Segundo Tânia, é essencial que o planejamento da Transnordestina vá além do trecho entre Salgueiro e Suape. “Temos que pensar em conectar esse projeto à Ferrovia Norte-Sul. A Bahia já está se mobilizando para puxar seu pedaço, e nós, acima da Bahia, precisamos fazer o mesmo. Ou a Transnordestina chega à Ferrovia Norte-Sul ou não conseguimos chegar nesse movimento que está acontecendo do lado de lá. Eu não faria uma campanha só para garantir o trecho atual. Já começaria articulando para ampliar. Com academia, com política, com o povo nas ruas.”
A importância da conexão com a Ferrovia Norte-Sul seria de ligar os portos do Nordeste aos estados que são protagonistas do agronegócio brasileiro. Atualmente, essas cargas não chegam ao Nordeste por falta de ferrovias. Questionado pela redação da Revista Algomais, o Ministério dos Transportes respondeu que “também estão previstos estudos por parte da Infra SA. para a conexão entre a Ferrovia Transnordestina e a Ferrovia Norte-Sul, possibilitando uma futura rede de desenvolvimento logístico integrada”.
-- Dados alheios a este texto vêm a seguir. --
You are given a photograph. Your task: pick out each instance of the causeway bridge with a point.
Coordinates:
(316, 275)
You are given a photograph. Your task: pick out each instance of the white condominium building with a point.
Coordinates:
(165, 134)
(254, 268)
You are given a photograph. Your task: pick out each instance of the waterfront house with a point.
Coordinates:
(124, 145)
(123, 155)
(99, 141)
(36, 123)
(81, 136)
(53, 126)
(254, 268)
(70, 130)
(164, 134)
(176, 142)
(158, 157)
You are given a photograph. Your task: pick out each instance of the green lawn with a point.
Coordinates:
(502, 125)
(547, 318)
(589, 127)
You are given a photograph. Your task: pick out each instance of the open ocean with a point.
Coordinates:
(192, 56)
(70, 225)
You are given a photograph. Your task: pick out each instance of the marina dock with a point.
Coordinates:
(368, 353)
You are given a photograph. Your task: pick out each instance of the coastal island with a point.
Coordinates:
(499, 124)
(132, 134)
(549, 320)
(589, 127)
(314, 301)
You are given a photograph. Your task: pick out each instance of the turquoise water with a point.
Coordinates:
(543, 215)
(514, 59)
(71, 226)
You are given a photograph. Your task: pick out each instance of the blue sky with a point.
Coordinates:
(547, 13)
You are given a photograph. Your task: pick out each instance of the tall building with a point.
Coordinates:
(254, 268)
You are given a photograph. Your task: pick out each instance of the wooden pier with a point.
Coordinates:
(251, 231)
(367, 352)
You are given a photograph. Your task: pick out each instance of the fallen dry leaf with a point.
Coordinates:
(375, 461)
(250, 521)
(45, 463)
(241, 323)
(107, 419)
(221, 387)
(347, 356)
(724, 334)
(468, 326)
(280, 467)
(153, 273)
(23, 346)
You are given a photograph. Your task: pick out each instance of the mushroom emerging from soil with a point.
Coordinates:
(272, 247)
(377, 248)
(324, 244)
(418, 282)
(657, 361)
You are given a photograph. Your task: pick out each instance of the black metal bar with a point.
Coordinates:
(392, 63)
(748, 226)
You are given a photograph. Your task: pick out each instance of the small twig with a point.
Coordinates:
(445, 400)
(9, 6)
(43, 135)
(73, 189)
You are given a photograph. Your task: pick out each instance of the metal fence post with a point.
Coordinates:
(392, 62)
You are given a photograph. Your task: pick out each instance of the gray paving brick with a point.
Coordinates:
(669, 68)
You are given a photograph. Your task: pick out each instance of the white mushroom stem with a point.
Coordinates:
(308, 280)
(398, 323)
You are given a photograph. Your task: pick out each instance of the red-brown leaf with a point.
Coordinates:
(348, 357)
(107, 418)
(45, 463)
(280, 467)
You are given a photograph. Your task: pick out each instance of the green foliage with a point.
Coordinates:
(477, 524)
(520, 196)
TRABALHOS DA FRENTE PARLAMENTAR
O deputado estadual João Paulo reforçou a importância da Frente Parlamentar em Defesa da Ferrovia Transnordestina para pressionar a garantia da execução do trecho entre Salgueiro e Suape. “Fizemos convites ao representante da empresa, mas ele não compareceu. Agora, vamos entrar com um pedido de informação, um instrumento legal, para sabermos em que pé anda o projeto e sua execução”, afirmou o parlamentar.
Além desse pedido de informação à Infra SA, João Paulo também se comprometeu a pedir a publicidade dos estudos realizados pela McKinsey que teriam motivado a retirada do trecho pernambucano na Transnordestina no final de 2022. Os questionamentos direcionados ao Governo Federal também incluem solicitações detalhadas sobre o andamento do projeto, como os valores já desembolsados, os recursos ainda necessários para sua conclusão, o status do cálculo de indenizações e do processo de devolução do trecho Salgueiro-Suape à União.
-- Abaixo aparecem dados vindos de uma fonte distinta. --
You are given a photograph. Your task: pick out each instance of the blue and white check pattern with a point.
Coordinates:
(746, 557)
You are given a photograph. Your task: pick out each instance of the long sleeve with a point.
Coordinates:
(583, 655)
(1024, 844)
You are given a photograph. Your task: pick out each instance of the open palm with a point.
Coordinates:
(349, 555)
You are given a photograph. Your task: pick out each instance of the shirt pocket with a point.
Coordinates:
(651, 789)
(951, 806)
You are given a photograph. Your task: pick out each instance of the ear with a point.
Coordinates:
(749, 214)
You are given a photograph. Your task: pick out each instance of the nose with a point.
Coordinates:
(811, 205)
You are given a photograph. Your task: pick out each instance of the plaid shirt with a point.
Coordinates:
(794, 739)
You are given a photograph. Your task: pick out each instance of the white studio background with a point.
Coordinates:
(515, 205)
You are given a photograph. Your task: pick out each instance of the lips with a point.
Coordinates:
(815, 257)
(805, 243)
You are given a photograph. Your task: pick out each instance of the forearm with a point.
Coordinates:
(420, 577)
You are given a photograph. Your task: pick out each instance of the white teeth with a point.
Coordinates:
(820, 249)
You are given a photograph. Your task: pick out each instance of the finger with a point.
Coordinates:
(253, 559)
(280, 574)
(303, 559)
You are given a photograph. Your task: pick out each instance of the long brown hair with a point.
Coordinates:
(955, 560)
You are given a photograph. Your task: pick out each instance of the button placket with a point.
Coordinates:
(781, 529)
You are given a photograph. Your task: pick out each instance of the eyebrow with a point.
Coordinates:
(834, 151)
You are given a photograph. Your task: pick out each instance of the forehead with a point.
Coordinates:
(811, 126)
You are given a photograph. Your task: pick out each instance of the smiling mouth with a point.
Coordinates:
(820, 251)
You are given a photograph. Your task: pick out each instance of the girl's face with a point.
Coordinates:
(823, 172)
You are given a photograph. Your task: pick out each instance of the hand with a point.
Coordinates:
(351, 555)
Em 2023, a Algomais solicitou esses estudos realizados pela McKinsey ao Ministério dos Transportes, à ANTT e à Infra SA, mas apesar de terem sido viabilizados com recursos públicos, o documento não foi disponibilizado sob o argumento de conter informações estratégicas e comerciais da Transnordestina Logística S.A., da própria Infra SA. e de outros stakeholders. Segundo os órgãos, a confidencialidade é respaldada pelo Decreto nº 7.724/12 e pelas Leis nº 13.303/2016 e nº 6.404/76, que determinam a proteção de dados sensíveis em razão da relevância econômica do empreendimento e da concorrência no setor.
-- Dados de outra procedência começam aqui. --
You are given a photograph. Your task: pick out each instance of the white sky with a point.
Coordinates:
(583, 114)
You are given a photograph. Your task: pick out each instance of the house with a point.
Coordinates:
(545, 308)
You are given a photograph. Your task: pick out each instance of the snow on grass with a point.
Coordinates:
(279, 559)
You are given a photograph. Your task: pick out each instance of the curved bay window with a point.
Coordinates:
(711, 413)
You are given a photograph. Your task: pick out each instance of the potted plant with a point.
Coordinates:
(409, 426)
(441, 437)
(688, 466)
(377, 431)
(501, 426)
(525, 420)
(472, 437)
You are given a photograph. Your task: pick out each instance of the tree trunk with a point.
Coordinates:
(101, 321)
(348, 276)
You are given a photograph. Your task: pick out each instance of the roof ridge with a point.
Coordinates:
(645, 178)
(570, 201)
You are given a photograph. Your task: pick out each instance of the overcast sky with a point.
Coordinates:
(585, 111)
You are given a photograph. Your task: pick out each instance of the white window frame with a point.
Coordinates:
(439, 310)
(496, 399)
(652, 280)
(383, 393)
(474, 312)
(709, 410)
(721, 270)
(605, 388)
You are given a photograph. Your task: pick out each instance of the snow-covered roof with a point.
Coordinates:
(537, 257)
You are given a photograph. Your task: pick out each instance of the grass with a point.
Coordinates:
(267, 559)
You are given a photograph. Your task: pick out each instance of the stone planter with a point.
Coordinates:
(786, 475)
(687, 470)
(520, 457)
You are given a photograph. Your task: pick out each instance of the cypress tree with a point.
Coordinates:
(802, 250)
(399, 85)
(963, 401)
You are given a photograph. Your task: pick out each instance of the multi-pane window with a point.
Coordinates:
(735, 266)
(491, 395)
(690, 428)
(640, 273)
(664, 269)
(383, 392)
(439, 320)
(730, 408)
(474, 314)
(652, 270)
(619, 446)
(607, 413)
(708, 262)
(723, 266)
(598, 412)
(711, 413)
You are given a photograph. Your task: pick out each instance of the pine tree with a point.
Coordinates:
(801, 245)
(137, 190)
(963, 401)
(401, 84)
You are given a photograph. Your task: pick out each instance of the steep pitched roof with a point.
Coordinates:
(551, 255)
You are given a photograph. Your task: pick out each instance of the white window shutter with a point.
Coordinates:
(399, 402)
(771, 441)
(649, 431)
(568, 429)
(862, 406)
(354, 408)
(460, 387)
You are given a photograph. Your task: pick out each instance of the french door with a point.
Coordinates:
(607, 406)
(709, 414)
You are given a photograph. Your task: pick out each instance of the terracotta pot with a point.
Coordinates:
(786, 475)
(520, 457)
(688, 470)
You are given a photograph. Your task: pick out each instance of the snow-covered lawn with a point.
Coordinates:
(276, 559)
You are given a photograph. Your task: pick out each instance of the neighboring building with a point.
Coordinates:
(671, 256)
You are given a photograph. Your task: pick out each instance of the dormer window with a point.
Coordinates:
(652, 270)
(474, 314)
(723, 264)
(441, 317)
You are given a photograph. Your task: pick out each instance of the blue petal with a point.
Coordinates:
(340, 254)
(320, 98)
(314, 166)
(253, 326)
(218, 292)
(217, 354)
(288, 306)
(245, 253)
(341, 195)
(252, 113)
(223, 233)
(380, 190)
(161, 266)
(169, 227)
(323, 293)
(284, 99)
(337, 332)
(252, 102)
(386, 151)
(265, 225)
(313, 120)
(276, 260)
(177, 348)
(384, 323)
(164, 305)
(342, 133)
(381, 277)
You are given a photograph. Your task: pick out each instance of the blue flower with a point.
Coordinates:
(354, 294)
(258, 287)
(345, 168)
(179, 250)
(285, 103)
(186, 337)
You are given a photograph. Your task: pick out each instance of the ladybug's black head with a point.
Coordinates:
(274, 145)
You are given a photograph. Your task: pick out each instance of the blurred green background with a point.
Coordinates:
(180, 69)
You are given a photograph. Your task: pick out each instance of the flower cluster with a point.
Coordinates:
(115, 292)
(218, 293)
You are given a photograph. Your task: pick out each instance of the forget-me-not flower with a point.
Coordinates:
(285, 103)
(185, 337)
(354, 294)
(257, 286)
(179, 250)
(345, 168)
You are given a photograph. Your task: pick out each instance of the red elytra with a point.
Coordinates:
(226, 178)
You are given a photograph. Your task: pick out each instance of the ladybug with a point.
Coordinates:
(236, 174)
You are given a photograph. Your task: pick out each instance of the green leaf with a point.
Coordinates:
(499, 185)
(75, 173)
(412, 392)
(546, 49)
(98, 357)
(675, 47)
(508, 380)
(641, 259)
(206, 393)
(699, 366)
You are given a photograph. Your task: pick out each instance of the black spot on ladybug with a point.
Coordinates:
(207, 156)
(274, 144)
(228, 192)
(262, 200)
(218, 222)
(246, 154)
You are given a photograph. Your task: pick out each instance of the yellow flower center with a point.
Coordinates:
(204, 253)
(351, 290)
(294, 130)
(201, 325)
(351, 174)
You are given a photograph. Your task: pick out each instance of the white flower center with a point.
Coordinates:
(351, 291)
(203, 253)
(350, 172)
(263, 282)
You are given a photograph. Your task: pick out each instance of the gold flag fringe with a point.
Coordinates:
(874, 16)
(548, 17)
A Transnordestina é um divisor de águas para o Nordeste. O que está em jogo não é apenas uma linha férrea, mas o direito de Pernambuco a uma infraestrutura que conecte seu presente ao futuro. A retomada do trecho entre Salgueiro e Suape carrega um potencial transformador, tanto para a indústria pernambucana quanto para os municípios do interior cortados pela ferrovia. No entanto, esse potencial só se concretizará se houver união de esforços entre os entes públicos, a sociedade civil e a iniciativa privada para garantir a execução do cronograma. Sem isso, corremos o risco de transformar um projeto estruturante em uma promessa inacabada.